MR RATTENBURY (Kurrajong) (10.31): I would also like to put on the record the ACT Greens’ support and thanks for Landcare and congratulate Landcare on their 30th anniversary. Landcare is indeed a valuable organisation. It has made an incredible difference to our natural environment over the past 30 years. Minister Gentleman has talked about the important role that former Prime Minister Bob Hawke had in the foundation of Landcare.

It is also important to note the involvement of NGOs. Thirty years ago Rick Farley from the National Farmers Federation and Phillip Toyne, who was the head of the Australian Conservation Foundation, collaborated to form Landcare. At the time, it did seem fairly revolutionary because these groups had not really worked together before. Today, of course, Landcare is an organisation that is founded on the hard work of volunteers who, as the name suggests, care deeply about the land and the natural environment in Australia.

In the ACT, we also have the ParkCare initiative, which in some way overlaps with Landcare. The ParkCare program grew from a pilot bush regeneration program in 1989 with one group and 13 volunteers working in Canberra Nature Park to 13 groups and 400 volunteers by 1992. There are around 35 ParkCare groups working in parks and reserves across urban and rural ACT today.

Every year in the ACT, these volunteers give more than 20,000 hours of their time to managing and caring for ACT parks and reserves. They undertake activities such as planting, weed and erosion control, and research and monitoring. We have some great local groups looking after specific nature reserves, groups like Friends of Black Mountain, Friends of Aranda Bushland or Cooleman Ridge Park Care Group.

If you visit these areas and enjoy the fact that they are well cared for and not overrun with weeds, make sure you spare a thought for the hardworking volunteers. Landcare and ParkCare work can sometimes be a hard, strenuous activity. Anyone who has done weeding will know it can be tough. Apparently, weeding takes up almost half of the volunteer work hours undertaken by ParkCare groups in the ACT. On behalf of the ACT’s natural environment, but also on behalf of our own knees and lower backs, we should thank these volunteers for their great efforts.
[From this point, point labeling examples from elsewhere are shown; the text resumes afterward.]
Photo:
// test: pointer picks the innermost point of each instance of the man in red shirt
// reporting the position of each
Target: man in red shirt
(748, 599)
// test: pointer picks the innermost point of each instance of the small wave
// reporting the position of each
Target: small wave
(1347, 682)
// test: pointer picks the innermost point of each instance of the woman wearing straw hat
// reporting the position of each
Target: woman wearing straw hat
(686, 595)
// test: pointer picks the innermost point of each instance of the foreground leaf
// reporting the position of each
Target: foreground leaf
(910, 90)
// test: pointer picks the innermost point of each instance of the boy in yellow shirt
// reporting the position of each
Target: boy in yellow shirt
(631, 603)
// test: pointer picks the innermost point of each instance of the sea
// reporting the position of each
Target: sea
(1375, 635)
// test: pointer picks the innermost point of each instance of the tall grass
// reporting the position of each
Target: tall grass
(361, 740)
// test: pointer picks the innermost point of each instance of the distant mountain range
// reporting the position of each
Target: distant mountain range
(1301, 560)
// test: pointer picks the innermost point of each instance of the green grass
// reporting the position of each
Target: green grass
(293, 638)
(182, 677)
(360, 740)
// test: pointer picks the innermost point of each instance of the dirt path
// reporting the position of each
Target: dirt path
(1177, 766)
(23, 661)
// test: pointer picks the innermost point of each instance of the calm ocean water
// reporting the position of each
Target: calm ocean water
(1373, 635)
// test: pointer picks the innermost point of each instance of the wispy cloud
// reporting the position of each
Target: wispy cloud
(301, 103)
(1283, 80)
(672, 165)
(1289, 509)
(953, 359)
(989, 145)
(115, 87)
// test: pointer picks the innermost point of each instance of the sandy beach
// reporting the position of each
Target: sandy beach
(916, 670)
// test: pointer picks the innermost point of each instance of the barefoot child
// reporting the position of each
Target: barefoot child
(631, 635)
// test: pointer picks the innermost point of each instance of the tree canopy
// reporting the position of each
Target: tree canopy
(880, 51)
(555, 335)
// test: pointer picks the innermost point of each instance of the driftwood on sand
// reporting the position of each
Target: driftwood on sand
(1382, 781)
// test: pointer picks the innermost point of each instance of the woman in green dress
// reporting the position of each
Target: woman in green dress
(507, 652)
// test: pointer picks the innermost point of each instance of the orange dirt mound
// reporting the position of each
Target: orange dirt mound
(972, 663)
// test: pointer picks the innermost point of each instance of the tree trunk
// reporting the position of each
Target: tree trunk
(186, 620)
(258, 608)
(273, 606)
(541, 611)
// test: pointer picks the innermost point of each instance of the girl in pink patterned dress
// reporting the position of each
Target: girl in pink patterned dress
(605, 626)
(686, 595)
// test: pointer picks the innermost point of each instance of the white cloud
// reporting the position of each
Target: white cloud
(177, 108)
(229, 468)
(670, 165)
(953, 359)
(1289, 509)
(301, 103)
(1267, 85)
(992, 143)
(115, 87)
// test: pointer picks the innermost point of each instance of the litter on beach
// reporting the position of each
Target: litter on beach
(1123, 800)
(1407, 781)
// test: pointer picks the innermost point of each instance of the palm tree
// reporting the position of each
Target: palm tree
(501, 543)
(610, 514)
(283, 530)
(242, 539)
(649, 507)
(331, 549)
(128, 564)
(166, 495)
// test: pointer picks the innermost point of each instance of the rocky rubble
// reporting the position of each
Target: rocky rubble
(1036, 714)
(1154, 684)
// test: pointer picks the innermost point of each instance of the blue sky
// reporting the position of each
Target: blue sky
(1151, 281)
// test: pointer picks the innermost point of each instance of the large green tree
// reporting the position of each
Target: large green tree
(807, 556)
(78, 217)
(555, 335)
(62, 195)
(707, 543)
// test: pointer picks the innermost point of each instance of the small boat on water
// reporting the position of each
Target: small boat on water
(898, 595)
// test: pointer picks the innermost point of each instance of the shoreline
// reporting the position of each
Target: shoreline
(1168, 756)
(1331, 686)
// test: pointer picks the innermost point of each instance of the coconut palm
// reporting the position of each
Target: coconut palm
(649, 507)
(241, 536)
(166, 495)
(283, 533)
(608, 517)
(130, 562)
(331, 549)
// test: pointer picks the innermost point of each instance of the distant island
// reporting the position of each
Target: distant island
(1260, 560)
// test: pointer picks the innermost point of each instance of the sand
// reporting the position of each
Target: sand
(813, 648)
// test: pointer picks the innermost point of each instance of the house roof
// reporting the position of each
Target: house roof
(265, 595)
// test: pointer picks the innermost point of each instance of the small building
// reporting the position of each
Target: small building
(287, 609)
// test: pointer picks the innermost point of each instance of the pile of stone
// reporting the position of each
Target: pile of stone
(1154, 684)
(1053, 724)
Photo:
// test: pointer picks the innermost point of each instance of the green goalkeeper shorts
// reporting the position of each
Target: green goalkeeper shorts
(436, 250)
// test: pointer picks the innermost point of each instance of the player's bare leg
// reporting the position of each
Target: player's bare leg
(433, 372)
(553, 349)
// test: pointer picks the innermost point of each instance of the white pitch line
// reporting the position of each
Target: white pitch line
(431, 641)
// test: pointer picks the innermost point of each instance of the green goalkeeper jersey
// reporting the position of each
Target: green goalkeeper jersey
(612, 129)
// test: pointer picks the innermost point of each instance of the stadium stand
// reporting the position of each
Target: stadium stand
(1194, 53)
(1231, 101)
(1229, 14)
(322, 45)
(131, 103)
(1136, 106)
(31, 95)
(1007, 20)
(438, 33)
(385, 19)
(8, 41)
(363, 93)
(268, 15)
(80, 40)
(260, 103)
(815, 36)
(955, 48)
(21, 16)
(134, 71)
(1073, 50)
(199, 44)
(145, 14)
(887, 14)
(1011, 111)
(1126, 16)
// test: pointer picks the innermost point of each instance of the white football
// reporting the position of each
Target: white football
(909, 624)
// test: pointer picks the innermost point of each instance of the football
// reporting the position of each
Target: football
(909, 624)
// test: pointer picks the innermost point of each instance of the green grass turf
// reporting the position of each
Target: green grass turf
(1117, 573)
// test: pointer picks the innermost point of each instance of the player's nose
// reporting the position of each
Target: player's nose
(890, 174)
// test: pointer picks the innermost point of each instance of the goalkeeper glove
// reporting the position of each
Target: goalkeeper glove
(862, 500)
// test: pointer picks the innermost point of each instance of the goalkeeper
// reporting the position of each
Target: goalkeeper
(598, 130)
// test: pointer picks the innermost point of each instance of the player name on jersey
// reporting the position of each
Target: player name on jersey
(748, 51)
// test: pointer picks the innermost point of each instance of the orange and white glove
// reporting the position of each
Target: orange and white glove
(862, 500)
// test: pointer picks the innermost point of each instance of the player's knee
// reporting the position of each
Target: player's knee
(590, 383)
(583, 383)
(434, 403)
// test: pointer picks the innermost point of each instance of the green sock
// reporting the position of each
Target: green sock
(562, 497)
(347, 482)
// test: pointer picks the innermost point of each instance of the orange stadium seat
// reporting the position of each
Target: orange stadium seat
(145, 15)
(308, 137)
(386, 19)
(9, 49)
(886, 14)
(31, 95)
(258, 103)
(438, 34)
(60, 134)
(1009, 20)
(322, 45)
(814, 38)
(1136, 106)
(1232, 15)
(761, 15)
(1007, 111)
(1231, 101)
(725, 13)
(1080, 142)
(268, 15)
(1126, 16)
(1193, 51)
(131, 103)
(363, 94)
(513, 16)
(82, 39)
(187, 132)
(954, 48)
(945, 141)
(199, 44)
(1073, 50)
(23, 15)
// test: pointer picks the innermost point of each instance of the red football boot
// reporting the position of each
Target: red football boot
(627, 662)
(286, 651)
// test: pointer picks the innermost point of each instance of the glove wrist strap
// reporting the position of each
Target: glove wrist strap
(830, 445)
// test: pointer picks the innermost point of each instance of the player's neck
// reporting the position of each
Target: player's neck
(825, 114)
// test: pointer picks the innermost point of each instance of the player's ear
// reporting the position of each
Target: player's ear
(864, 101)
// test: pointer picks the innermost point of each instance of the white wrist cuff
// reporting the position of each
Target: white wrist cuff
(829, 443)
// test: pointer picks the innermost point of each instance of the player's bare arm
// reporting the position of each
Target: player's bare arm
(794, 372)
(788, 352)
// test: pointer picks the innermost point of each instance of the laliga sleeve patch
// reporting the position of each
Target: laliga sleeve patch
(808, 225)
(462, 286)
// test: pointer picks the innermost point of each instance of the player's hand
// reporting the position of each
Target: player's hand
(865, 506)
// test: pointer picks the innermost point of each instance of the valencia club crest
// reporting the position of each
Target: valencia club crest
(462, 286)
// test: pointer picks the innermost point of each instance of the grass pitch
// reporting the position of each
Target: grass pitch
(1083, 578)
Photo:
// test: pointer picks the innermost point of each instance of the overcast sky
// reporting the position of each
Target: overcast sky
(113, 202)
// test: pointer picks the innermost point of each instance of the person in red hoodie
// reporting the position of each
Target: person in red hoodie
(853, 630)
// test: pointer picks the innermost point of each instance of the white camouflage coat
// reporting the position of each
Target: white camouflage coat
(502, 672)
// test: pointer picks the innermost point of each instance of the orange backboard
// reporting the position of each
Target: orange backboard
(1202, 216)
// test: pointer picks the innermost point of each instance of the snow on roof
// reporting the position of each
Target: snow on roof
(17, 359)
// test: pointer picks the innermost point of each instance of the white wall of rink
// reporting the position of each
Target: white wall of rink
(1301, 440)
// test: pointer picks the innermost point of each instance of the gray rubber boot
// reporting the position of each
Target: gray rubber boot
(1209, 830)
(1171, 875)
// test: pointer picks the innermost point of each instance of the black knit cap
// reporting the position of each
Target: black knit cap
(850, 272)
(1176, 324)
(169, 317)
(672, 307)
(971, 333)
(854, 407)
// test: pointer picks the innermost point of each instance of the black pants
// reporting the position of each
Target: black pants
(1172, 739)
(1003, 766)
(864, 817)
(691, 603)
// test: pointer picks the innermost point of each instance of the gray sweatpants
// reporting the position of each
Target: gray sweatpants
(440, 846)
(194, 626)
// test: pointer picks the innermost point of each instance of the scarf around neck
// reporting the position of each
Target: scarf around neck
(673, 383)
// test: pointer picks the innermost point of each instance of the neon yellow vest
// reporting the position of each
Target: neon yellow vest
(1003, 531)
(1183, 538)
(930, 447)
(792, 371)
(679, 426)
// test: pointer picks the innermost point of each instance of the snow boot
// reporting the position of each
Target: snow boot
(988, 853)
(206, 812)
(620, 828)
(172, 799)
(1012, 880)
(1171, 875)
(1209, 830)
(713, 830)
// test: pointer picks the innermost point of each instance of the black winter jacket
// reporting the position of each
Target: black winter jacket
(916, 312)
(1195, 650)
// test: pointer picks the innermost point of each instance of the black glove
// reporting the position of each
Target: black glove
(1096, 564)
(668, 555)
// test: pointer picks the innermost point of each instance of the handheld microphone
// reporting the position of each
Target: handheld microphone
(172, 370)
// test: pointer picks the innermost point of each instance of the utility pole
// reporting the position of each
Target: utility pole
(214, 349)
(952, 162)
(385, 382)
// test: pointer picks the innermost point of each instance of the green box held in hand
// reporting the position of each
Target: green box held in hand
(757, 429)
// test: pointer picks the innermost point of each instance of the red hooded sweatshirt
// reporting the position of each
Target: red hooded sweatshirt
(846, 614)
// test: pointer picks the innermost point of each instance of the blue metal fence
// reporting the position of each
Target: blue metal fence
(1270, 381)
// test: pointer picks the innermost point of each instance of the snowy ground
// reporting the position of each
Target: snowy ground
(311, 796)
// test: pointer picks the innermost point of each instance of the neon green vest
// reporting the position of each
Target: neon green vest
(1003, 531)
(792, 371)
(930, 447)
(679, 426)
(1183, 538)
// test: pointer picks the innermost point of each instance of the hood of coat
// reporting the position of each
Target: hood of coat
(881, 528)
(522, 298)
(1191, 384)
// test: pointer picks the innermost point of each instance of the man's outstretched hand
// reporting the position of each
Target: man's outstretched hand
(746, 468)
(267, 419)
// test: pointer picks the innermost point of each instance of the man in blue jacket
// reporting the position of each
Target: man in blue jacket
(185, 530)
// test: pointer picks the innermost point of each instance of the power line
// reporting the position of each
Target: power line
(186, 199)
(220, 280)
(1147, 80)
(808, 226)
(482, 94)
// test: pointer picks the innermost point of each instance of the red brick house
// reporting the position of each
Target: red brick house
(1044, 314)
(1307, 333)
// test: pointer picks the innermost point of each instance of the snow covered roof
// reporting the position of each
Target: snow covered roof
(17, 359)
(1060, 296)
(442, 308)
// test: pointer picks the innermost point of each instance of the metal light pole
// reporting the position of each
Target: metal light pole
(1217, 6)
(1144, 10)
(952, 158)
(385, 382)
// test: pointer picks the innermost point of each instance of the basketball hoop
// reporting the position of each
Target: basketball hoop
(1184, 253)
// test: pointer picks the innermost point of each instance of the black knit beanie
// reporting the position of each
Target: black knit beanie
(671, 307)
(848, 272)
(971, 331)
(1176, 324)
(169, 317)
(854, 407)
Volunteers also run many of the guided walks and activities in ACT nature reserves. In this way, they also play an important role in community education, helping people to learn about and experience the joys of nature. I also want to mention that these great volunteer groups do some fantastic work on improving and rehabilitating our woodland and grassland ecosystems, which are important ecosystems to care for and preserve.